Mark Lilla — Essa sensação de deslocamento, de se estar deslocado no presente, se tornou um fenômeno universal. Todo dia nós acordamos, ligamos nosso computador e vemos na internet que o mundo não é mais como era ontem. Houve uma aceleração nas mudanças em todo o mundo: nossas famílias mudaram, nossa noção de sexualidade mudou, nossa noção de possibilidade humana mudou, nossa familiaridade com o resto do mundo mudou. Uma das coisas que também estimulam o islamismo político e a imigração ao mesmo tempo é que pessoas nos quatro cantos do mundo veem o que é viver em países ocidentais. Têm amigos e parentes que pegam o celular, filmam e mostram como vivem. Então, num período de mudança como este, há uma sensação global de deslocamento e de que o presente não faz sentido e é insuportável. É por isso que eu não vou ficar surpreso se essas tendências reacionárias piorarem nos próximos anos.

Jorge Pontual — Eu vou ler um trecho do livro: “a ironia pode ser definida como a capacidade de negociar a distância entre o real e o ideal sem fazer violência contra um ou outro. O que quer dizer quando define a ironia assim?

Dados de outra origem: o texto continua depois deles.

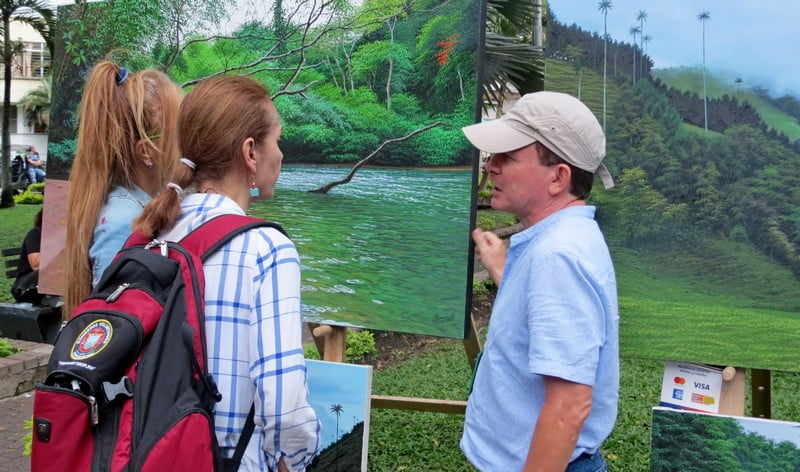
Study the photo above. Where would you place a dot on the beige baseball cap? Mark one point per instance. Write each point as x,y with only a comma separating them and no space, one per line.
559,121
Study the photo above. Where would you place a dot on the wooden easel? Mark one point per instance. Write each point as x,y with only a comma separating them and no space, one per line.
331,340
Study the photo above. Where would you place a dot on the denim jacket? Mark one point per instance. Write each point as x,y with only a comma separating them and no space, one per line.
114,226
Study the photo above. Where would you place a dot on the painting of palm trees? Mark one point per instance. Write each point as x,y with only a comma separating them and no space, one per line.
604,6
703,17
338,391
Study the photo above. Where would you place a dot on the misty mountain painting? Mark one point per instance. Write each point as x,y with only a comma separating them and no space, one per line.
701,108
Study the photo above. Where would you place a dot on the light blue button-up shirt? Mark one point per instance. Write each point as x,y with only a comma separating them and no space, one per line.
555,314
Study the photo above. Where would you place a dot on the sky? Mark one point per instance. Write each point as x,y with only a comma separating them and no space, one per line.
750,39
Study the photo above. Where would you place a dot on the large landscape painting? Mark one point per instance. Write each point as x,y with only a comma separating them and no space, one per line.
384,85
700,105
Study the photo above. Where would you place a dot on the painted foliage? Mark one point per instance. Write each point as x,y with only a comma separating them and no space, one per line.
702,139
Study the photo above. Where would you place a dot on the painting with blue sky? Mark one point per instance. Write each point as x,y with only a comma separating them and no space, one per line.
340,395
700,103
744,38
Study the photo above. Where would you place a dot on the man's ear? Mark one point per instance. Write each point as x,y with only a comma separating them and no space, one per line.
145,152
562,177
249,155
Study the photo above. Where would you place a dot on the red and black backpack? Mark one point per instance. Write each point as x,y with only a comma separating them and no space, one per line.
127,386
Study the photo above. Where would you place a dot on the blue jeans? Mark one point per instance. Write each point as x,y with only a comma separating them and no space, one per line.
588,463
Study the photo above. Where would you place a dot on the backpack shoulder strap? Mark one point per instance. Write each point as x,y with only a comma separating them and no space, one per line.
216,232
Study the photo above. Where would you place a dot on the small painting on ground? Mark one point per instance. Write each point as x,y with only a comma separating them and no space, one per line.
703,140
690,441
378,179
340,395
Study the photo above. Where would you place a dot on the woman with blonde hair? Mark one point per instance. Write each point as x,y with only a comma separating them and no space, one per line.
127,150
229,132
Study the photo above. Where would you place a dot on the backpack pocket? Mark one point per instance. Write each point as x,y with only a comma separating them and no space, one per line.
94,349
193,431
62,429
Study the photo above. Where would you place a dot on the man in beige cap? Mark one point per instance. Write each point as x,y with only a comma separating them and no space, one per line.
544,396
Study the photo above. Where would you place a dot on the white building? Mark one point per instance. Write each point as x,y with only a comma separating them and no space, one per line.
26,74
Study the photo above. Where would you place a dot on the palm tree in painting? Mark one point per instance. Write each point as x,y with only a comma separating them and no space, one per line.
604,6
645,41
702,17
337,409
634,31
641,16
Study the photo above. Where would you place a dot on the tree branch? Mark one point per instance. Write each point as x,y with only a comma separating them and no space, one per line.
325,188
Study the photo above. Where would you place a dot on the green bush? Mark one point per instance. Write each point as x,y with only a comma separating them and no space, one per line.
33,195
359,344
6,349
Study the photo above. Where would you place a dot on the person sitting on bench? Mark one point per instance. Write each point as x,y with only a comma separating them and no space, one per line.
27,281
35,172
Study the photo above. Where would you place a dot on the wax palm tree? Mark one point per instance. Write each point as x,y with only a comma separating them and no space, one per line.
510,56
702,17
337,409
645,40
36,104
634,31
641,16
38,15
604,6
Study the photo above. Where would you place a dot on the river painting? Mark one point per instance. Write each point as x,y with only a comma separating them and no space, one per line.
388,251
703,140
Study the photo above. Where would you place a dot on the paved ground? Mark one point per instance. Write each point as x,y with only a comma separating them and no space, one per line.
13,413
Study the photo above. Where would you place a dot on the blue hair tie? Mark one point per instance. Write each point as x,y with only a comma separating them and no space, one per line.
122,75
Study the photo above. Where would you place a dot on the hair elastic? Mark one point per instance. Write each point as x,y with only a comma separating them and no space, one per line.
176,187
188,163
122,75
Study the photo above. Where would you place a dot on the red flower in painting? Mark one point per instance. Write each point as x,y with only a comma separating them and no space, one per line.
447,47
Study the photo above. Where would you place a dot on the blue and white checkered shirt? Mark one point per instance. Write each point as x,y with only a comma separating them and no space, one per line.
253,329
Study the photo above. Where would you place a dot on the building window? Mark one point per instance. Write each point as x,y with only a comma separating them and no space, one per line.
12,124
33,62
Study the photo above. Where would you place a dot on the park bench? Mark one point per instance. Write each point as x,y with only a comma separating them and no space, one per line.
24,321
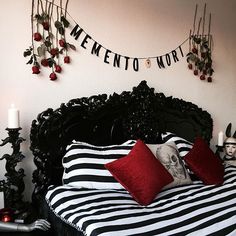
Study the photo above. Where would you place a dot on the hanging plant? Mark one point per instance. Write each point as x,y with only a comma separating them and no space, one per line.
199,57
49,42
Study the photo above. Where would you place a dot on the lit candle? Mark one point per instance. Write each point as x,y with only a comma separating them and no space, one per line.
1,200
13,117
220,139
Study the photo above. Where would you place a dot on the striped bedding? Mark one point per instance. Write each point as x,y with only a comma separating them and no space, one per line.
194,209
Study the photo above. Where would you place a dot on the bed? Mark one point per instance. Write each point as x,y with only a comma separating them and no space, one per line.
102,167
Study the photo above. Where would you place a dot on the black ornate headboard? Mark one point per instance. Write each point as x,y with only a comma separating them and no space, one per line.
102,120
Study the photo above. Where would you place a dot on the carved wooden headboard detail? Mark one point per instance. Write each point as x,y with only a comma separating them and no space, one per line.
101,119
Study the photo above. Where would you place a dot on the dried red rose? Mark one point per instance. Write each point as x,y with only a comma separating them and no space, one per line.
44,62
67,59
202,77
62,43
37,36
54,51
190,66
58,69
35,70
45,25
194,50
209,79
53,76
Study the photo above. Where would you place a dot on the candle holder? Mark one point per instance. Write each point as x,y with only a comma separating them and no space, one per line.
219,150
14,178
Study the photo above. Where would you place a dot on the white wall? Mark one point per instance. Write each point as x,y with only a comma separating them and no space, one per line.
135,28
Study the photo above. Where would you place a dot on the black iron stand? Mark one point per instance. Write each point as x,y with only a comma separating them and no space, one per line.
14,178
219,150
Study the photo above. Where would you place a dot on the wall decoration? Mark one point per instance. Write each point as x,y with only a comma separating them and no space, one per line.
49,45
48,24
199,57
115,59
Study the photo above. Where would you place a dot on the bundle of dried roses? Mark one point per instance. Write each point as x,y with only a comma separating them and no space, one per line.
49,45
199,57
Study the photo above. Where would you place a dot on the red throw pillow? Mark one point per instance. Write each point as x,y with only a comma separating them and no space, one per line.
141,174
204,163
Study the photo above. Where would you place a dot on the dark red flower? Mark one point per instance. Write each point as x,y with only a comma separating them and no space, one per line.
37,36
53,76
45,25
35,70
58,69
62,43
67,59
209,79
203,54
44,62
194,50
190,66
54,51
202,77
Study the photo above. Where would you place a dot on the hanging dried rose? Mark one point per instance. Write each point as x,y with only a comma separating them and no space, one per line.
202,77
53,76
209,79
45,25
67,59
37,36
54,51
195,72
58,69
35,70
190,66
62,43
44,62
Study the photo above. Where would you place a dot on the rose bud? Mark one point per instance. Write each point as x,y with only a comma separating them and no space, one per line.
203,54
194,50
37,36
67,59
209,79
202,77
58,69
190,66
44,62
54,51
45,25
62,43
35,70
53,76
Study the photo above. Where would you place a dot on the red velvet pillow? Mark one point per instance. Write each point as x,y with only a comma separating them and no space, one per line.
204,163
141,174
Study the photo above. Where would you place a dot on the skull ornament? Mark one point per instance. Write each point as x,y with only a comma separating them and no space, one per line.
230,144
168,155
170,159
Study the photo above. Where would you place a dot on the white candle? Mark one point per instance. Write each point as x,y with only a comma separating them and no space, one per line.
220,138
1,200
13,117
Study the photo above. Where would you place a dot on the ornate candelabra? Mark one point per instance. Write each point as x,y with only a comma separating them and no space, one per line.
14,178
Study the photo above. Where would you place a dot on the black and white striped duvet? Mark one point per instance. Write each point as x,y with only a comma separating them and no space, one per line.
185,210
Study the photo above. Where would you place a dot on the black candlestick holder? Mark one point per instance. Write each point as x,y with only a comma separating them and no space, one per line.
15,186
219,150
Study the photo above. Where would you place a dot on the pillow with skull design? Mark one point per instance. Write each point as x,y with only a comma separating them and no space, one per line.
168,155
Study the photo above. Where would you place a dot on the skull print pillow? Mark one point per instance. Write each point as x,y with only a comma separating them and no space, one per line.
168,155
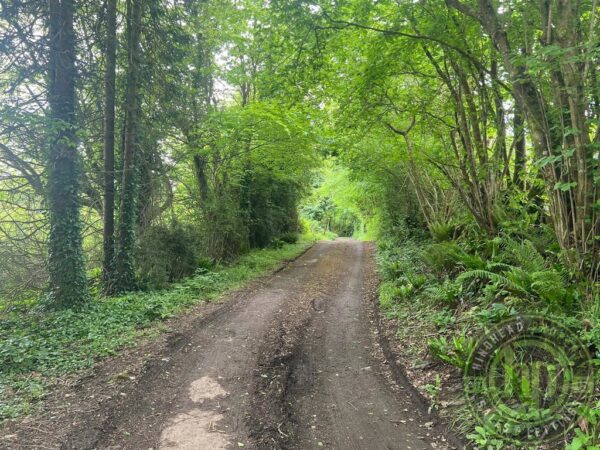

Mark Lilla — A ironia pode ser usada em seu sentido mais comum, de ironia cômica, mas a acepção original da palavra é uma certa distância do presente e uma capacidade de duas ideias contraditórias conviverem na mesma pessoa. Se você fala na ironia da história, não é que a história deu errado, mas que ela deu certo e deu errado, que os seres humanos têm ambições e fracassam, e a ironia é a capacidade de lidar com esses dois extremos. E é a perda da ironia nesse sentido que é capaz de deixar as pessoas suscetíveis tanto a esperanças revolucionárias irrealistas como ao desespero nostálgico irrealista. Então, se achamos que o presente não corresponde a um ideal que temos, a solução não é fazer o mundo encaixar nesse ideal nem abandonar o ideal, mas se agarrar a ele, reconhecer por que é difícil alcança-lo e se agarrar a um sentido realista do real sem perder a noção de como gostaríamos que as coisas fossem. É uma maturidade, e eu associo essa maturidade ao liberalismo. O liberalismo é, em resumo, uma maturidade política que revolucionários e reacionários não têm. E a ironia não é inspiradora. Os outros dois podem inspirar. A ironia é construída aos poucos sem que você perceba, mas, quando ela não existe, você sofre, e é neste momento que estamos.